Dengan adanya usulan Sri Mulyani tersebut, dapat mengakibatkan risiko turunnya dana pendidikan Indonesia yang mengakibatkan banyaknya anak yang tidak bisa sekolah karena alasan biaya. Isu kenaikan UKT (Uang Kuliah Tunggal) pada perguruan tinggi pun merupakan dampak dari turunnya dana pendidikan di Indonesia. Ini juga menyebabkan turunnya kualitas SDM negara karena fasilitas Pendidikan yang tidak memadai.
Permasalahan di atas merupakan permasalahan yang sudah tersistem, yang artinya masalah tersebut dirancang agar negara menjadi acak-acakan. Fasilitas pendidikan yang seharusnya merupakan hak setiap warga negara dirusak dan dijadikan ladang bisnis. Ini juga bukti bahwa paradigma sekuler kapitalisme rusak yang menjadikan layaknya seperti negara yang menjual dan rakyat yang membeli. Pendidikan yang seharusnya terjamin tanpa dipungut biaya apapun, justru diserahkan kepada pihak swasta untuk dikapitalisasi menjadi ranah perdagangan. Ini menyebabkan turunnya kualitas pendidikan dan menjadikan negara dengan pendidikan tertinggal.

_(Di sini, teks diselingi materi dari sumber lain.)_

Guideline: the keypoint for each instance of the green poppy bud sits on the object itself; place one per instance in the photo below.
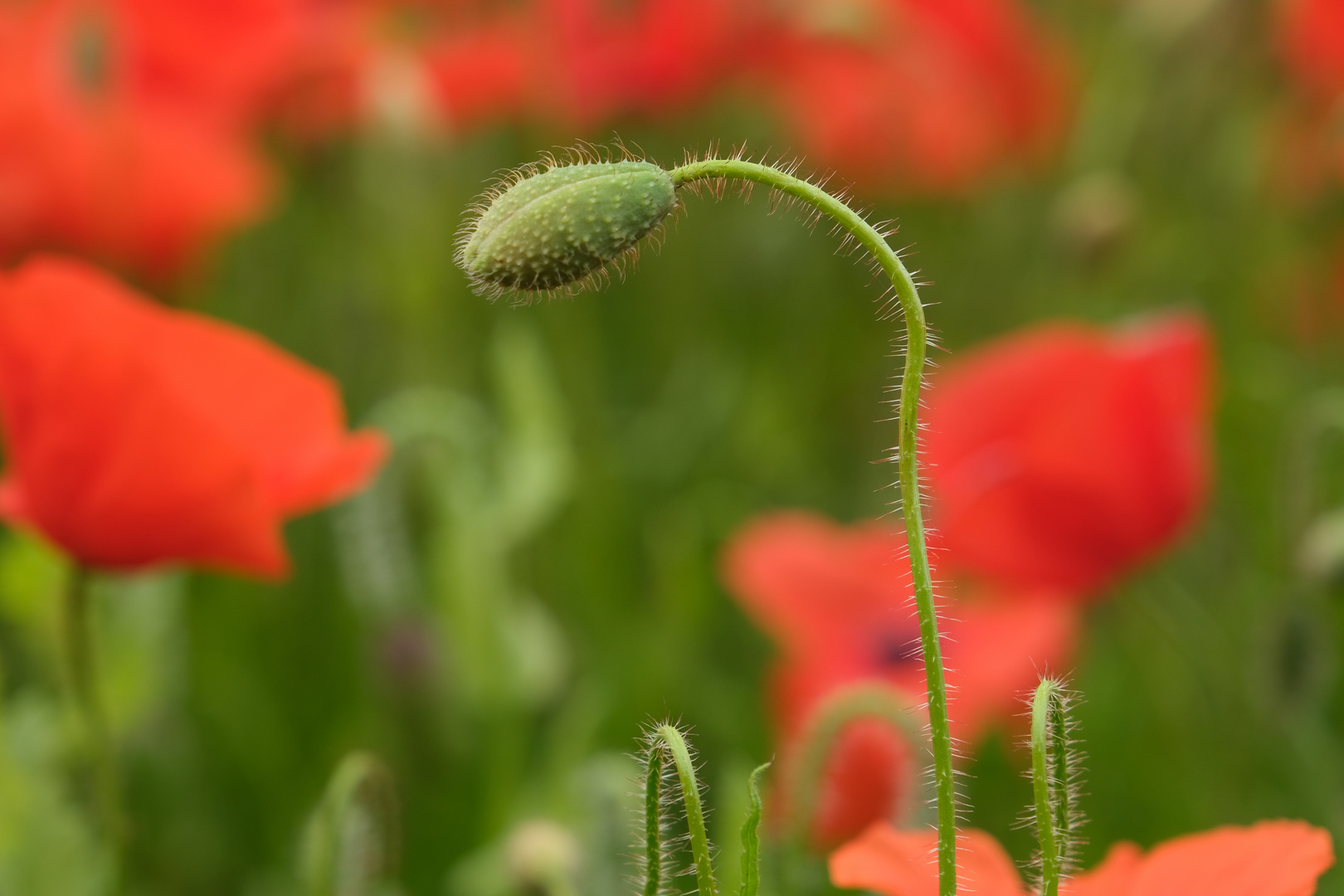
(553, 229)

Sistem tersebut sangat berbeda jauh dengan sistem yang ditawarkan Islam. Di mana Islam sangat menjamin pendidikan gratis dengan fasilitas yang memadai hingga jenjang perguruan tinggi, karena pendidikan merupakan hak setiap rakyat yang wajib dipenuhi penguasa dengan layanan terbaik. Islam mewujudkannya melalui politik anggaran yang berkaitan dengan sistem ekonomi islam dan didukung dengan sistem-sistem Islam lainnya sehingga tujuan pendidikan terwujud.
Dalam sistem Islam kaffah, Pendidikan merupakan fondasi terwujudnya bangsa yang cerdas dan berkualitas. Islam tidak akan mencabut hak yang seharusnya didapatkan rakyat, seperti halnya pendidikan. Tidak akan ada yang namanya perubahan aturan anggaran yang sudah ditetapkan untuk keuntungan pihak tertentu, yang menyebabkan turunnya dana pendidikan di suatu negara. Islam sangat memfasilitasi baik dari dana, fasilitas, SDM, untuk pendidikan demi terciptanya negara dengan SDM berkualitas dan maju.

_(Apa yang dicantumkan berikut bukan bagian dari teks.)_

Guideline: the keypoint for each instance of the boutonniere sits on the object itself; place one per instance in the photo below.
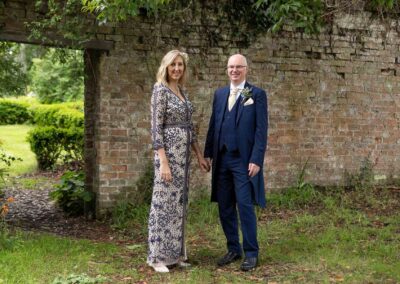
(246, 94)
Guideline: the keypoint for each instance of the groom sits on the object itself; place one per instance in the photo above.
(235, 144)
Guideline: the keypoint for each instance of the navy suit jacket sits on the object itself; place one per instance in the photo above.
(251, 126)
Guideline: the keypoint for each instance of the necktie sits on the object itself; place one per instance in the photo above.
(232, 98)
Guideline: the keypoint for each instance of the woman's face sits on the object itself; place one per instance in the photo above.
(175, 69)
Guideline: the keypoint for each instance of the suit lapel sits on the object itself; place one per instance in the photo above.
(222, 103)
(240, 99)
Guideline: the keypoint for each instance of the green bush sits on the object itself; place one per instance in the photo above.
(58, 115)
(13, 112)
(71, 195)
(52, 145)
(54, 81)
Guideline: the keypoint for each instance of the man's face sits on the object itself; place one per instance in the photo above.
(237, 69)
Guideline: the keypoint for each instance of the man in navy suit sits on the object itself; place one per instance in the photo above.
(235, 145)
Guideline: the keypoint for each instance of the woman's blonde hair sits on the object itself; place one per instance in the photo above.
(162, 74)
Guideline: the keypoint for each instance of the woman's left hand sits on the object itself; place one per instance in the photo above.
(204, 165)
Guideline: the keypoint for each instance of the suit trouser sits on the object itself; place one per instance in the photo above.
(234, 188)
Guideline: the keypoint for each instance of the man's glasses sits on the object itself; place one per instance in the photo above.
(231, 67)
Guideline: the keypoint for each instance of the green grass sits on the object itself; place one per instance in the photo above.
(13, 141)
(40, 258)
(332, 240)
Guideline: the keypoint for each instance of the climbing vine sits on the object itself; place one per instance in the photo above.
(242, 20)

Kerusakan pendidikan di Indonesia merupakan akibat dari sistem kapitalis liberal yang ditetapkan oleh pemerintah di Indonesia. Dengan merubah kepala penguasa tidak menjamin kesejahteraan rakyat suatu negara. Seperti analogi mobil yang rusak, yang seharusnya diganti adalah mesinnya, bukan supirnya. Begitu pula dengan suatu negara yang rusak, bukan kepala penguasanya yang diganti, melainkan sistemnya yang sudah hancur turun-temurun.

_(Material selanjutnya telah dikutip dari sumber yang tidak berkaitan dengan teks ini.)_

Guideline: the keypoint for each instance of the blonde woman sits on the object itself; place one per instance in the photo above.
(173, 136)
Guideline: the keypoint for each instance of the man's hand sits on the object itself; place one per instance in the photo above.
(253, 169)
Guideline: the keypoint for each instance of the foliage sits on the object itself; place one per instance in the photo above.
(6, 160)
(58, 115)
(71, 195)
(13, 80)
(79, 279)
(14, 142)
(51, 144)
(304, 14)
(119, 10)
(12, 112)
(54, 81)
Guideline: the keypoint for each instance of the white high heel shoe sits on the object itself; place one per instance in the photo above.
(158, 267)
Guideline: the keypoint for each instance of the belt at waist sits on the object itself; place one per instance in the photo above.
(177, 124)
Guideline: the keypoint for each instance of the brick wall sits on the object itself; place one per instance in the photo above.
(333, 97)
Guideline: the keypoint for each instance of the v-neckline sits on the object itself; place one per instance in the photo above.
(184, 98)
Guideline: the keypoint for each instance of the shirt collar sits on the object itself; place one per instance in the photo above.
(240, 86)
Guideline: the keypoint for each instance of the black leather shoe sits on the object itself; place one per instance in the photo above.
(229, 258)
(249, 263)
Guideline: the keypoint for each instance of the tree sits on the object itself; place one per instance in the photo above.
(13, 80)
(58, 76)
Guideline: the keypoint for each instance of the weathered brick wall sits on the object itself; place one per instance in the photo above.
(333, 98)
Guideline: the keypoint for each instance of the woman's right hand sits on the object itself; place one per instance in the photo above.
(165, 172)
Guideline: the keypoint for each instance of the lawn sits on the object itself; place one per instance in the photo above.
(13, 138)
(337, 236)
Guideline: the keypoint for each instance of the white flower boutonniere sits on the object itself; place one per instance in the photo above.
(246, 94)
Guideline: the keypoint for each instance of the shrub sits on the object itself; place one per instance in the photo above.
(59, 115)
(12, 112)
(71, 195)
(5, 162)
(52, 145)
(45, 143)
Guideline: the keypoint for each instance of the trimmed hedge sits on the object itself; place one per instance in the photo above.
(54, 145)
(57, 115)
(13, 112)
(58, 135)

Islam menjamin hak seluruh rakyat negara, tidak memandang latar belakang dan keadaan rakyat tersebut. Ini merupakan solusi yang mengakar, tidak hanya mengatasi luarnya saja. Jika penguasa masih menerapkan kapitalis liberal yang tidak mengatasi permasalahan secara mengakar, maka hak dan kesejahteraan rakyat tidak akan terwujud.